E Using regular expressions
Regular expressions (aka. regex) are character sequences that define a pattern. In theoretical computer science and formal language theory, such patterns are used for validating text inputs and for searching, finding and replacing strings of text.
Many R commands involving character data (e.g., the base R functions grep()
and strsplit()
, and most of the stringr functions discussed in Chapter 9 on Strings of text) support the use of regular expressions.
While regular expressions can be immensely powerful and time-saving tools, their abstract nature and formal appearance often seem scary and intimidating. For instance, given a vector dinos
that contains the 10 character strings
dinos
#> [1] "Allosaurus" "Archaeopteryx" "Betamax" "Brachiosaurus"
#> [5] "Chameleon" "so-called US" "Stegosaurus" "Thesaurus"
#> [9] "Toys 'R' Us" "Tyrannosaurus"
two moderately cryptic grep()
and str_view()
commands
grep(pattern = "s.+us", x = dinos, ignore.case = TRUE, value = TRUE)
str_view(dinos, pattern = regex("s.+us", ignore_case = TRUE), match = TRUE)
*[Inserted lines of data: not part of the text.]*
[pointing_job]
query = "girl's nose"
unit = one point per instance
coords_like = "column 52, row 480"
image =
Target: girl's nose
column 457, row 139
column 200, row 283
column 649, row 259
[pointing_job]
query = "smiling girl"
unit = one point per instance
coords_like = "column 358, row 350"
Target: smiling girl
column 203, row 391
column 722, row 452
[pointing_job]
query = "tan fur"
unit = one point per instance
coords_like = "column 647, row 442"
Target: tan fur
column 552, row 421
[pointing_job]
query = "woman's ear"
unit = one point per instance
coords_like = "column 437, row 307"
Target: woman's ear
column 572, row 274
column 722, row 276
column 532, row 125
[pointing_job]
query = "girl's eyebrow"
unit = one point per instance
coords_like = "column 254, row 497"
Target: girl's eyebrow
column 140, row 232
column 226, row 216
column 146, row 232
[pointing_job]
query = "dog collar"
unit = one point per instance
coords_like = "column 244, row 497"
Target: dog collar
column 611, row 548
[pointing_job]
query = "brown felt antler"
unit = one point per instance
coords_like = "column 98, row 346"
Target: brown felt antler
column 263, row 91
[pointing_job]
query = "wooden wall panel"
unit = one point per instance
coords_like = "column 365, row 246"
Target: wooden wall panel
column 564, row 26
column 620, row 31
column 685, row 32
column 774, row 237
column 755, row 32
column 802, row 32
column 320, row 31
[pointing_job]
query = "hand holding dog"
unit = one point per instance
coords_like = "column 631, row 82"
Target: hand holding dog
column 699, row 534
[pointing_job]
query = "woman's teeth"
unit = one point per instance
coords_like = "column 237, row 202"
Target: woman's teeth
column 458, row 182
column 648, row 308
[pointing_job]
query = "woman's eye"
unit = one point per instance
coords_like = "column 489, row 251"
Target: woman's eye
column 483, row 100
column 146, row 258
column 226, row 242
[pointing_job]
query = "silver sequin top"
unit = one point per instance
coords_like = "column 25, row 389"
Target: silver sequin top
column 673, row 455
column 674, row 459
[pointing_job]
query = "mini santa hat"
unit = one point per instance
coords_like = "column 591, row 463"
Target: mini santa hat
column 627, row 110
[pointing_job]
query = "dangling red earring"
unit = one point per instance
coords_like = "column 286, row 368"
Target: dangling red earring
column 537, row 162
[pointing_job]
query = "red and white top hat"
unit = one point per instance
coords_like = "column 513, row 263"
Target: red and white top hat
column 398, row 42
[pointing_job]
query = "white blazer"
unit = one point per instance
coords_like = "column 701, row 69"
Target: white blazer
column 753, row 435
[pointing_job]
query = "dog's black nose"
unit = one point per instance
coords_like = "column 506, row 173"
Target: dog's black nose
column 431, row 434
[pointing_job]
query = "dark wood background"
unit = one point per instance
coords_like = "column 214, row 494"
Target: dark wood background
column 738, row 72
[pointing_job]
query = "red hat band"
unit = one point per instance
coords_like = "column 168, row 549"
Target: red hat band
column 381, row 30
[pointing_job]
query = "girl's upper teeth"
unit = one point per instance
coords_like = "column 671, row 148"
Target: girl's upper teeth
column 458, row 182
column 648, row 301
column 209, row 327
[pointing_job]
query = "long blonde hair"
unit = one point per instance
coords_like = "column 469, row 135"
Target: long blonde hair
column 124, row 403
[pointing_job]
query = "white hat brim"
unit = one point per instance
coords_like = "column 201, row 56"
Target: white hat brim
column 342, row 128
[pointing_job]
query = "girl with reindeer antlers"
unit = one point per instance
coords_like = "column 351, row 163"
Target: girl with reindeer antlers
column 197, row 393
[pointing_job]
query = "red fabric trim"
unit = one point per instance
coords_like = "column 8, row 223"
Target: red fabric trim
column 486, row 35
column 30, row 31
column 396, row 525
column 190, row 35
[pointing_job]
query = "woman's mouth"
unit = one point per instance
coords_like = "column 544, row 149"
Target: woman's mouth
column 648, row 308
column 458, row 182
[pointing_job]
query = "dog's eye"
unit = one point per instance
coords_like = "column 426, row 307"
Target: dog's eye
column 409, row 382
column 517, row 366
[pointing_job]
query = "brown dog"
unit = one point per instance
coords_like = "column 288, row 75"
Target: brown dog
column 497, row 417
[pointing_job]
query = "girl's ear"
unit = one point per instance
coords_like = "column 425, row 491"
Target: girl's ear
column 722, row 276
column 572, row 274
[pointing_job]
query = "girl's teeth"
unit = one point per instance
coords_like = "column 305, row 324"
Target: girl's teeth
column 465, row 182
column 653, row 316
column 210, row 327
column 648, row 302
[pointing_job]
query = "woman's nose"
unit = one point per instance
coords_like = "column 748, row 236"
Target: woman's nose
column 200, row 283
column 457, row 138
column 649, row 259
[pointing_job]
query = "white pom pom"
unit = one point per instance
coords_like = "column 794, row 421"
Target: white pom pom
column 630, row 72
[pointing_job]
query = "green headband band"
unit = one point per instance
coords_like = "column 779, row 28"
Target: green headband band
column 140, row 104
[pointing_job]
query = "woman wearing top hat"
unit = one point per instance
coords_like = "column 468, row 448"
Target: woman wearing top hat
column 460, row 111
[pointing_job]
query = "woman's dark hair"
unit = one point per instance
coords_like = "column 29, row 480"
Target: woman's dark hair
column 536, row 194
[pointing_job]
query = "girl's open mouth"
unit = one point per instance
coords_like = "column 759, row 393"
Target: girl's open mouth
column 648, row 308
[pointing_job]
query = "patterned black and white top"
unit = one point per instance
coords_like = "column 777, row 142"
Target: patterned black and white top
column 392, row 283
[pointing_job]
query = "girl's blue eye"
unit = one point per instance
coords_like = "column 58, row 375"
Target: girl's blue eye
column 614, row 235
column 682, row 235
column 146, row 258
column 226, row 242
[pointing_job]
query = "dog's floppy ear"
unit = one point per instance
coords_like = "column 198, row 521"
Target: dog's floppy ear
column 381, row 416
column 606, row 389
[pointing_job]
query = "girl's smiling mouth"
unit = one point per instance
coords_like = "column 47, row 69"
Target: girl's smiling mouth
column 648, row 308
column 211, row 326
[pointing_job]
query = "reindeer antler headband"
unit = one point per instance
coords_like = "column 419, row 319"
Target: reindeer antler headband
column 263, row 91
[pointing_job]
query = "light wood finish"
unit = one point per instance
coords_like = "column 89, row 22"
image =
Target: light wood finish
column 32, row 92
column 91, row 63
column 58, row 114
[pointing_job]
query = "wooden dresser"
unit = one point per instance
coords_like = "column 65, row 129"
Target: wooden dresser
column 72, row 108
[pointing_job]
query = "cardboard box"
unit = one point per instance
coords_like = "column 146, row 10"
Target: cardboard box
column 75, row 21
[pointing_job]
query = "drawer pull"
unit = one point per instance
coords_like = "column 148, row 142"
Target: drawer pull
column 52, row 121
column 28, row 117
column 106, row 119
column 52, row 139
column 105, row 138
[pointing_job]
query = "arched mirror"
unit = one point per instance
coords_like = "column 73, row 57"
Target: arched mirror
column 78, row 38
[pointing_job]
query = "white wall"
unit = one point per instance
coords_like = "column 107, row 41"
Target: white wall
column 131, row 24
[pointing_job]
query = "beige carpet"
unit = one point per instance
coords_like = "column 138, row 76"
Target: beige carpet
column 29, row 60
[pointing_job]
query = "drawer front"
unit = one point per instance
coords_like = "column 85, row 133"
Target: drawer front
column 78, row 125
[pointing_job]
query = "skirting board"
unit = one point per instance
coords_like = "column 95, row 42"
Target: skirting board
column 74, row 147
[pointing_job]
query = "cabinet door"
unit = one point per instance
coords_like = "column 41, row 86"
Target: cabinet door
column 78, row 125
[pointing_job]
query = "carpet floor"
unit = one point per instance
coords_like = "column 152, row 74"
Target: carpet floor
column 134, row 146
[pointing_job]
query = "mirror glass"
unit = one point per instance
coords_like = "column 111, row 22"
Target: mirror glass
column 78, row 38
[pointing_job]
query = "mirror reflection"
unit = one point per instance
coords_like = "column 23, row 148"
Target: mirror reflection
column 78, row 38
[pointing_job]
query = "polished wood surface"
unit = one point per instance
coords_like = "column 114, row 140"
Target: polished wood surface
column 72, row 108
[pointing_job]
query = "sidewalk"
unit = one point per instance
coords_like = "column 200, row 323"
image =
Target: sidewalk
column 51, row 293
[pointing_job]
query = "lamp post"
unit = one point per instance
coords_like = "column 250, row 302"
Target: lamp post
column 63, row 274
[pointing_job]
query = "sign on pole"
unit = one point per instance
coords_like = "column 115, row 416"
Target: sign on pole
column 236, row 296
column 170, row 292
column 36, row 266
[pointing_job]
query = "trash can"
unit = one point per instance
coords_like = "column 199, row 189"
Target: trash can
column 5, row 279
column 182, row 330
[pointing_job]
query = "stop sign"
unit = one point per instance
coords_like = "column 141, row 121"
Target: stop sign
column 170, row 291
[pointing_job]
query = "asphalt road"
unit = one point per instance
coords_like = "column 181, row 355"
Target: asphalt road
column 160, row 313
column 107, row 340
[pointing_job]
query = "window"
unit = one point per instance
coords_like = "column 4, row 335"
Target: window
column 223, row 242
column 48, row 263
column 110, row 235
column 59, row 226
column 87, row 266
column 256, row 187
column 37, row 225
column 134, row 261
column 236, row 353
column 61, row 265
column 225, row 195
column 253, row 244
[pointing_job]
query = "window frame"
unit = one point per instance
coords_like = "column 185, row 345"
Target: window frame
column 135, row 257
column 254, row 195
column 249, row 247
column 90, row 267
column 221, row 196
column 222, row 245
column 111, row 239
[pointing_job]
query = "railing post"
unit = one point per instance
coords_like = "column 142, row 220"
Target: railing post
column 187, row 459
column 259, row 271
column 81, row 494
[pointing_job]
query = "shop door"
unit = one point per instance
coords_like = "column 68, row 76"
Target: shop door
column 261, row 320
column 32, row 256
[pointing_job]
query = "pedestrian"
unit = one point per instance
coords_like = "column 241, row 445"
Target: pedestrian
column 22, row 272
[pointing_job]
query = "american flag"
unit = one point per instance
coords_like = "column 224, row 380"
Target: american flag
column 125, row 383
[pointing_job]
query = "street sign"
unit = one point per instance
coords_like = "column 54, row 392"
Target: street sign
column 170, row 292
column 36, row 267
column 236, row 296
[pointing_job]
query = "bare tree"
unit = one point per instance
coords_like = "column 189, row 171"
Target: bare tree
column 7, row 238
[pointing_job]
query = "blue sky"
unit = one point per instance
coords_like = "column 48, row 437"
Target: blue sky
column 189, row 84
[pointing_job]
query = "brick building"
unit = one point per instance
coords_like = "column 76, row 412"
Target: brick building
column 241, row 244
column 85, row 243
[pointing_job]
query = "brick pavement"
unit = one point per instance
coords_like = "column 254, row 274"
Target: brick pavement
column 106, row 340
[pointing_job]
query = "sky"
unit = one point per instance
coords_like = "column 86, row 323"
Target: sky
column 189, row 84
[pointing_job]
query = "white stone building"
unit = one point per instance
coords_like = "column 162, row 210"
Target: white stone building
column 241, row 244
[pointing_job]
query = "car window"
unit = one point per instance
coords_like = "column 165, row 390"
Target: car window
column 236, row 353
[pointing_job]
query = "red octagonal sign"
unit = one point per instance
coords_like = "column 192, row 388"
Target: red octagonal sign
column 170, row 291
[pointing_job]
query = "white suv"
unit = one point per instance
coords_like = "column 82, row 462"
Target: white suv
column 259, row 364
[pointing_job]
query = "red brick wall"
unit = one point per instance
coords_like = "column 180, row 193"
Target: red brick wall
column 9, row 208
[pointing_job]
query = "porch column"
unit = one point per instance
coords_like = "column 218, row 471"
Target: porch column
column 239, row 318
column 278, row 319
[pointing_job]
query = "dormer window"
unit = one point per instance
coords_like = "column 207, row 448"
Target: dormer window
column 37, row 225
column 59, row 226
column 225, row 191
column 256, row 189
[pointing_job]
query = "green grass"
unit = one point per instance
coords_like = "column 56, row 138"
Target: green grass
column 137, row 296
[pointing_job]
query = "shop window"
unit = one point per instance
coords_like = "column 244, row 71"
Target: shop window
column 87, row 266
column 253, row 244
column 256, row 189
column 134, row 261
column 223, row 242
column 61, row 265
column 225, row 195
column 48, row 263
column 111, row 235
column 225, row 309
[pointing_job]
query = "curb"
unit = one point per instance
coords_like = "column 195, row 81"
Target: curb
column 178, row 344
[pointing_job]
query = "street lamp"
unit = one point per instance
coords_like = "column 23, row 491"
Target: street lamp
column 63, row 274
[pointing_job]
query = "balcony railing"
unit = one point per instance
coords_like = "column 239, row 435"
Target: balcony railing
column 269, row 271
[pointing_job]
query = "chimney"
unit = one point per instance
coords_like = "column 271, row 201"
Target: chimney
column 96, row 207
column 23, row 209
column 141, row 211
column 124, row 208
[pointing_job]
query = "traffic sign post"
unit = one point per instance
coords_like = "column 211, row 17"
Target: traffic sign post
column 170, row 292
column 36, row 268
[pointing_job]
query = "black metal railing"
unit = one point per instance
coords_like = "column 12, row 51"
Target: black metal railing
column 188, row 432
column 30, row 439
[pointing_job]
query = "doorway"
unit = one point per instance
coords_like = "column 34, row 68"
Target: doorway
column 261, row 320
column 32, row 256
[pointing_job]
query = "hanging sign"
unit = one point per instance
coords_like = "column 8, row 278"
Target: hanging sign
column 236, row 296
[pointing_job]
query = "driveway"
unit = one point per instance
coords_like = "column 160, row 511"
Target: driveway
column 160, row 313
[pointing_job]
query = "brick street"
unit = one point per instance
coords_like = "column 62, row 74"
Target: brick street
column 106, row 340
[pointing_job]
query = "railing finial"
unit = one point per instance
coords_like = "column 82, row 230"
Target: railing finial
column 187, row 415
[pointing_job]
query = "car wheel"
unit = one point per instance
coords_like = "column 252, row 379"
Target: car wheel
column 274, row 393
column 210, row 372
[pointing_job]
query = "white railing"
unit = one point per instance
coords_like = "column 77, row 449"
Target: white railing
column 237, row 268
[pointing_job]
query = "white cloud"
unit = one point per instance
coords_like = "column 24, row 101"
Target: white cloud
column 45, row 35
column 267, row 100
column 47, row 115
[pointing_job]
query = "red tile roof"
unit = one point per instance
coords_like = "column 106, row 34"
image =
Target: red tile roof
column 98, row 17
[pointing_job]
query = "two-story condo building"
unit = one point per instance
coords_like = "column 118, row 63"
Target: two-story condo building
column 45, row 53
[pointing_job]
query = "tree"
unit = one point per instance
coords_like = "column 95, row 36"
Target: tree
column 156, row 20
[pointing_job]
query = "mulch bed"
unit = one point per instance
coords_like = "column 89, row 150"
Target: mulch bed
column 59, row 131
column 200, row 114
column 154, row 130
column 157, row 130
would each find the following results:
Many text-related tasks that programmers address by using iterative or recursive functions can be tackled by regular expressions as well. While regular expressions are often shorter and faster than self-made alternatives, they can be cryptic and difficult to understand. Although there’s probably a regular expression for solving almost any text-related task, we should always aim for a good balance between functionality and transparency. To provide a glimpse into the potential of regular expressions without requiring too much formal overhead, this appendix provides a gentle introduction into using regular expressions in R.